Practical Credit Advice | Closing Credit Cards


Common Credit Advice: Never close a credit card.

If you’re a mortgage or real estate professional, you’ve probably heard (or given) this advice to your clients. I’ve given this advice multiple times to consumers working towards building healthy credit. However, if you’re working with a buyer struggling with credit card debt, it’s important to give better credit advice on this subject.

Closing credit cards while working towards healthy credit is a bad idea, and could potentially negatively impact your credit score. However, after the home purchase is complete (or 6+ months before a home purchase) closing a credit card may be the best thing for your client to avoid future credit challenges.

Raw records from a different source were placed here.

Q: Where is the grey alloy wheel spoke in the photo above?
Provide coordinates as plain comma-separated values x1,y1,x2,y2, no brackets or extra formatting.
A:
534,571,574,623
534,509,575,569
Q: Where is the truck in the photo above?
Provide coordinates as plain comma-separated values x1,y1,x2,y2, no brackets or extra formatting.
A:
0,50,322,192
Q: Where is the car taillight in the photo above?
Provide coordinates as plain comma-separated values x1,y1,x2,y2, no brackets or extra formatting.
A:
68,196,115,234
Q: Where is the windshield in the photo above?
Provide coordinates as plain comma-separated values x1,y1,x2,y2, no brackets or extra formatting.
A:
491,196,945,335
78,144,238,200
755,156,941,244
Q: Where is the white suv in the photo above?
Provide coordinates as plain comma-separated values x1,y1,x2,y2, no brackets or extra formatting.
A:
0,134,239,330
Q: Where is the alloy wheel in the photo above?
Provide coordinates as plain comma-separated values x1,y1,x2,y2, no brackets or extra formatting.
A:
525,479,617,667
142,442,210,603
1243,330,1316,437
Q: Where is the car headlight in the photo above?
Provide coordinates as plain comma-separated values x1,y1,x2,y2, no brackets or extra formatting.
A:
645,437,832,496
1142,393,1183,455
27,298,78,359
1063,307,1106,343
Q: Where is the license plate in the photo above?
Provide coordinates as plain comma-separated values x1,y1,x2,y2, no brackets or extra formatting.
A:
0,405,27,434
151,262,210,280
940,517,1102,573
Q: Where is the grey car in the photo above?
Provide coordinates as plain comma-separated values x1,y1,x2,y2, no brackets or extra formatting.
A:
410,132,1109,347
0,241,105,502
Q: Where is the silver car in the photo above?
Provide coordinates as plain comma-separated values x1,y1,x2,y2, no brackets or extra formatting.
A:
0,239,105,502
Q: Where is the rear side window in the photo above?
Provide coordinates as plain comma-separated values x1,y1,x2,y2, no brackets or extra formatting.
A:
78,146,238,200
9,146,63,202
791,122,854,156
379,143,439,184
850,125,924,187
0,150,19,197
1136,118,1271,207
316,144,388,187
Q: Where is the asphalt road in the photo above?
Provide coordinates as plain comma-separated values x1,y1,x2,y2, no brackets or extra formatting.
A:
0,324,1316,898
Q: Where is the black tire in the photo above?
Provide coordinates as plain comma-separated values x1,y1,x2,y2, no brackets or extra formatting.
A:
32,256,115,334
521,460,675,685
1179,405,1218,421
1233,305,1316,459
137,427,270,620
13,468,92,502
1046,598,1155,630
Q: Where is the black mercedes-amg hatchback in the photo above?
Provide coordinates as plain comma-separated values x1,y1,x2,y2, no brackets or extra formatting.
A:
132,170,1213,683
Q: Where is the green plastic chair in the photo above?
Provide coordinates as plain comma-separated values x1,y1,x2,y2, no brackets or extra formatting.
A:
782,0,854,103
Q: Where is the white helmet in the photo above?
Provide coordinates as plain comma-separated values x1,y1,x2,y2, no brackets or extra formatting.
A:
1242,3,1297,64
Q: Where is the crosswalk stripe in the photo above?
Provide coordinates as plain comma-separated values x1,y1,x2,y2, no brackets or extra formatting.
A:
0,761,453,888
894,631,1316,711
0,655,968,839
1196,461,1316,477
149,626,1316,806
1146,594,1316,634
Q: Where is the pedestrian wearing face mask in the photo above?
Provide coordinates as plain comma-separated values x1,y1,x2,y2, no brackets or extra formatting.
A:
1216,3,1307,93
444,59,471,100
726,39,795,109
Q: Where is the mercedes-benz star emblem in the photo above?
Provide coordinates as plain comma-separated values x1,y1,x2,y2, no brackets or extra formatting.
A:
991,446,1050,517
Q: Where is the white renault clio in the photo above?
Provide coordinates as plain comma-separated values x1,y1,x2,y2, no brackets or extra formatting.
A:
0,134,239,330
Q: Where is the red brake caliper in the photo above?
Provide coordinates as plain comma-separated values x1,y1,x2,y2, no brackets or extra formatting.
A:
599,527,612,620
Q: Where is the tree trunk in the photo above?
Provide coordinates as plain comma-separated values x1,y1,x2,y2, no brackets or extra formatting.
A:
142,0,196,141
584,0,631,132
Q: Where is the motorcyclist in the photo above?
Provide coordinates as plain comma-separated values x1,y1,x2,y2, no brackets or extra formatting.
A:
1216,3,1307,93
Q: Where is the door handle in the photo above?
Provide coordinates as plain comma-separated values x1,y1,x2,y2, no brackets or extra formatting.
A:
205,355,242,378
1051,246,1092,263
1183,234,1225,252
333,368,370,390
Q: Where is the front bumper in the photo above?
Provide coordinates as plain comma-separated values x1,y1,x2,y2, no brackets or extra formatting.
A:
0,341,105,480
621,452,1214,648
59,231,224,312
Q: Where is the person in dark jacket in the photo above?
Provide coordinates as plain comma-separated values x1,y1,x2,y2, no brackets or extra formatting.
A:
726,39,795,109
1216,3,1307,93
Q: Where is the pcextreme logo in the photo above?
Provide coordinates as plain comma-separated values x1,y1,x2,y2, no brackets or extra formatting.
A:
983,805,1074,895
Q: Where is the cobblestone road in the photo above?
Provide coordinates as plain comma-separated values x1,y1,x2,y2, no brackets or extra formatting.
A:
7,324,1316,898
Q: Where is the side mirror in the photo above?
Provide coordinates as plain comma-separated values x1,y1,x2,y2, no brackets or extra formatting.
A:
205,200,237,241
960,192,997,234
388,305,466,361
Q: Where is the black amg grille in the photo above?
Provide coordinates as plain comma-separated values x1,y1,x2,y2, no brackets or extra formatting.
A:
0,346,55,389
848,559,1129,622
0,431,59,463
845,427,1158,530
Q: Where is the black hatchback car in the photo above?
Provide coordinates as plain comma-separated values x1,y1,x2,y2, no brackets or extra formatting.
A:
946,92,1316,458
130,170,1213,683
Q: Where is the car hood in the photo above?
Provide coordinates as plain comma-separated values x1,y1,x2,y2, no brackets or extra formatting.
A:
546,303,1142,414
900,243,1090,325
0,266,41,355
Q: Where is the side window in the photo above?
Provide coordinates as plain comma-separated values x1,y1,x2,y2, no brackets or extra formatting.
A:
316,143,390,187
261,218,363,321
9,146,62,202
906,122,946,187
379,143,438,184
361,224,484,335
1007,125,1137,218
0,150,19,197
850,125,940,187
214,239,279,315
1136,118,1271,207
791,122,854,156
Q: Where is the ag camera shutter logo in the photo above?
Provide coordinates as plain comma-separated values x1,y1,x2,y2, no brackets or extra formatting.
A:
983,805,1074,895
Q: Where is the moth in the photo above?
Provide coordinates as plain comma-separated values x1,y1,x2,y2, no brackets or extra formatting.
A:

The key is to make sure you’re not jeopardizing a healthy mix of credit by closing a credit card. If you don’t have at least two revolving lines of credit, an installment loan, and preferably a mortgage, closing a credit card could dramatically drop your credit score. In this situation, you’ll want to look at replacing the high interest credit card with a lower cost option. The drop in credit score will be short lived if you’re diligent about keeping balances below 10% of the available credit limit.

If you have multiple revolving lines of credit, and a good mix of other loan types, closing a credit card will have a short term negative impact on your credit score. We only recommend closing credit cards that are high interest, high cost that keep consumers buried in debt with unnecessary fees and interest. If you keep your other credit card balances low after closing a credit card, it should help you mitigate the hit and maintain a healthy credit score.

Ultimately, closing a credit card makes sense if it is a threat your overall credit health. Avoid closing credit cards while trying to qualify for a home loan or any purchase on credit. In addition, be sure to replace any high interest, high cost credit cards with low cost options if it is impacting the overall mix of credit on your credit profile. With credit card debt officially exceeding pre-recession levels, topping $1.07 trillion dollars, helping consumers avoid future credit challenges is smart business.